Former WAPDA Chairman Lt Gen (retd) Muzammil Hussain’s woes at the National Accountability Bureau (NAB) illustrate the problems that arise when a member of an institution priding itself on being rules-based, a military officer in short, goes into a civilian institution, particularly one with such a poor reputation for honesty as WAPDA. NAB is seized of a complaint about WAPDA’s Tarbela Hydropower Project-IV, which involves $753 million. Naturally, the process of investigation involves the WAPDA Chairman of the time, who happens to be General Muzammil. However, when it summoned him on June 6, he filed a written reply through his lawyers.

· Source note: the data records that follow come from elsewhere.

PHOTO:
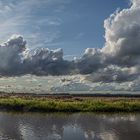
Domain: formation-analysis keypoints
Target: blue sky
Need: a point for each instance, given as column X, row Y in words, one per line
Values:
column 73, row 25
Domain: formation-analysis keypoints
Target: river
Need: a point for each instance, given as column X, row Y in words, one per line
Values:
column 59, row 126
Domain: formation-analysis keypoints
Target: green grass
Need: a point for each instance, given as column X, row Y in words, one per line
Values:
column 70, row 105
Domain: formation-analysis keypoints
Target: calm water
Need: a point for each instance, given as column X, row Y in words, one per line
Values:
column 84, row 126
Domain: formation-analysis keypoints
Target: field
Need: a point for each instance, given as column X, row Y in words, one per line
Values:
column 62, row 103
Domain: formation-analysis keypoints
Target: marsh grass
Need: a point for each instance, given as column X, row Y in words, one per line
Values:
column 70, row 105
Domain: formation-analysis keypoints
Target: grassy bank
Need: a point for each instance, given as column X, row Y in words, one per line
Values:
column 76, row 104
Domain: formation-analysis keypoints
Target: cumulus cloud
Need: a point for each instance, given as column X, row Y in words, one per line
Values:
column 118, row 60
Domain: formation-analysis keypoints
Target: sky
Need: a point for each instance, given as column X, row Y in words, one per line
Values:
column 72, row 25
column 70, row 45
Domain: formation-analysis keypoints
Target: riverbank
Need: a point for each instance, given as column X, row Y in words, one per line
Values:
column 30, row 103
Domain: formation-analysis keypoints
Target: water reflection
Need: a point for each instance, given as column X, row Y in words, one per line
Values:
column 84, row 126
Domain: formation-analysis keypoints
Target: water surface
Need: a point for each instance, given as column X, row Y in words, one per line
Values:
column 81, row 126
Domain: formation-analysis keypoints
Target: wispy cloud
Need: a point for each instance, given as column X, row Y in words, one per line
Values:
column 26, row 18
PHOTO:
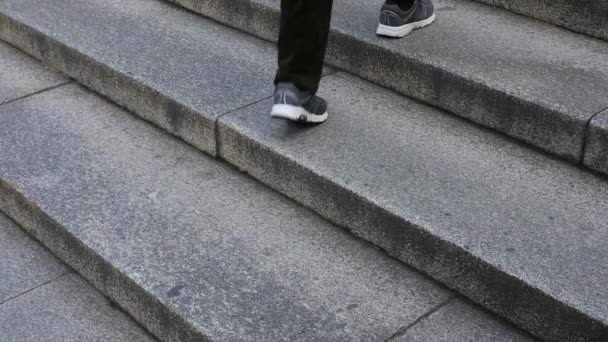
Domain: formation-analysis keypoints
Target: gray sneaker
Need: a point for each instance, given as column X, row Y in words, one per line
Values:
column 395, row 22
column 293, row 104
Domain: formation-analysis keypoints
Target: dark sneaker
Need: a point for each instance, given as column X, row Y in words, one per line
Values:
column 395, row 22
column 293, row 104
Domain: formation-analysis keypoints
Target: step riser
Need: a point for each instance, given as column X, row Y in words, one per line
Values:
column 90, row 73
column 149, row 104
column 412, row 243
column 587, row 17
column 541, row 127
column 142, row 306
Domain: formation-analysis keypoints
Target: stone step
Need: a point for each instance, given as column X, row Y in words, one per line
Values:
column 587, row 16
column 195, row 250
column 517, row 231
column 524, row 78
column 43, row 300
column 455, row 202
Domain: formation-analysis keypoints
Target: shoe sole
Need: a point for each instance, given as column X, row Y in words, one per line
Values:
column 295, row 113
column 402, row 31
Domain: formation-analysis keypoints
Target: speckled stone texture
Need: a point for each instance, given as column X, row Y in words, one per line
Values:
column 190, row 247
column 21, row 75
column 527, row 79
column 515, row 230
column 585, row 16
column 42, row 300
column 67, row 310
column 462, row 322
column 596, row 151
column 165, row 64
column 24, row 264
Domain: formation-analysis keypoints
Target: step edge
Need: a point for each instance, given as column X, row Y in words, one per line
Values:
column 157, row 317
column 238, row 149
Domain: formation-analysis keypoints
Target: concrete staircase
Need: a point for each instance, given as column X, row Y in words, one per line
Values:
column 540, row 84
column 196, row 251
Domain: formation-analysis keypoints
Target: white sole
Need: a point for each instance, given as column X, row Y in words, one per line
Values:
column 402, row 31
column 295, row 113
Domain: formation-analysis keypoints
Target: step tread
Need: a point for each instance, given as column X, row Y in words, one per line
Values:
column 236, row 260
column 48, row 302
column 20, row 75
column 527, row 79
column 166, row 52
column 24, row 264
column 588, row 16
column 596, row 152
column 539, row 220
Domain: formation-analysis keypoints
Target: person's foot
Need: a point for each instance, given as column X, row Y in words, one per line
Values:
column 293, row 104
column 397, row 22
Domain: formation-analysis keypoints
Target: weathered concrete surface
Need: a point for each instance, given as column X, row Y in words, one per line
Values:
column 21, row 75
column 167, row 65
column 190, row 247
column 596, row 151
column 528, row 79
column 462, row 322
column 24, row 264
column 517, row 231
column 66, row 310
column 585, row 16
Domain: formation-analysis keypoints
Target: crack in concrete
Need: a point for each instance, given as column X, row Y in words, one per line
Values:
column 401, row 332
column 36, row 93
column 36, row 287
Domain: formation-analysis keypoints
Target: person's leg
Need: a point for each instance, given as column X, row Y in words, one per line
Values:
column 303, row 37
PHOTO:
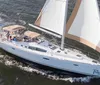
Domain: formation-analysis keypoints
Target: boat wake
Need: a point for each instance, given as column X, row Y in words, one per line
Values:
column 9, row 61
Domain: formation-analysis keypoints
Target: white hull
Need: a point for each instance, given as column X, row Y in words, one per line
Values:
column 48, row 59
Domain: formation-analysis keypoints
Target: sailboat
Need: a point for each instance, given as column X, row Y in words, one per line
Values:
column 83, row 26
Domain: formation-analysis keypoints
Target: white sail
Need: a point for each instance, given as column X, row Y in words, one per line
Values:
column 52, row 16
column 84, row 23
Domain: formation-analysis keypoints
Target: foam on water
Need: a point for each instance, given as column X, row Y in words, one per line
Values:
column 9, row 61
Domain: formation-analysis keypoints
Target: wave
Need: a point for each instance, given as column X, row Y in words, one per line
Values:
column 9, row 61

NAB still had some queries, and asked him to appear again on June 20.
When accepting the WAPDA Chairmanship, General Muzammil should have known that there would be mud flung at him, and that some of it might stick. It would be impossible to ignore any complaint involving such a large sum, and the only way to counter the damage to his reputation would be to cooperate fully with the authorities, and not stand upon his dignity. It is that lack of cooperation that would raise doubts about his conduct.
There may be good and valid reasons for General Muzammil not to appear, but this has led to the creation of an unfortunate image. This is perhaps unavoidable when an official of one institution moves to another, and tries to behave as if he still belongs to the first. All those moving from one organization to another should expect to be treated according to their second organization’s reputation, not that of their first. Further, it should be remembered that NAB is under a process of change, what with its governing law amended and its head about to be changed. Therefore, it is within the realm of possibility that it may be over-enthusiastic in the investigation of such a large case.